Lawmakers Close 2019 Session By Passing Budget, But Fall Short On Gaming Bills
Lawmakers worked to the bitter end of the legislative session Thursday to address the two biggest remaining issues: the state’s next budget and the future of fantasy sports gaming in Louisiana.
The $30 billion state budget fully funds TOPS, increases K-12 funding, gives public school teachers their first pay raise in a decade, and sends more money to early childhood education, children and family services and the Department of Corrections.
In a press conference, Governor John Bel Edwards said the budget makes the right kind of investments for the state.
“Finally, we were able to pass a budget that focuses on the things that we want to focus on,” said Edwards following adjournment.
While next year’s budget is settled, other significant pieces of legislation failed to gain support this session.
An effort to legalize sports betting in Louisiana faced early setbacks, but didn’t die until the final minutes. Dying with it was the framework to implement online fantasy sports in the state.
Senator Danny Martiny (D-Metairie) hijacked a pair of bills that would have regulated and taxed fantasy sports games, which voters in nearly 50 parishes approved on last year’s ballot.

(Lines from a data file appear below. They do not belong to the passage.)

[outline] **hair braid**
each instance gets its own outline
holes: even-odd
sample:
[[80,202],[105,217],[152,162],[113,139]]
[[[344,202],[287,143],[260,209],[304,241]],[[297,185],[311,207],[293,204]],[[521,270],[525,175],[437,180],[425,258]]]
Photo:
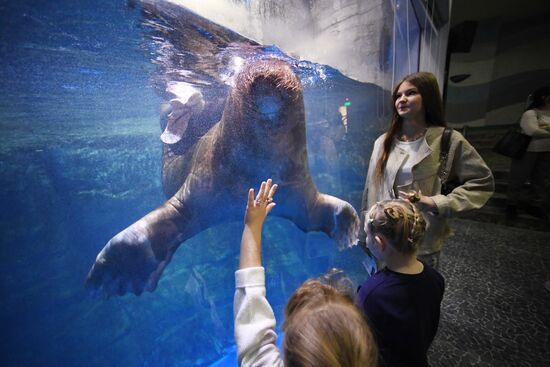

That move was unpopular, especially in the House, but Martiny kept pushing it.
Sports betting was eventually stripped from the bills, which cleared the House just in time. But in the Senate, a last-minute protest by Martiny delayed a vote, preventing Louisiana residents from playing fantasy sports anytime soon.
“All I asked them was can we have a referendum just to see if sports betting is as popular as fantasy sports, and I suggest to you that those results would come back,” Senator Martiny told members in the final moments of session.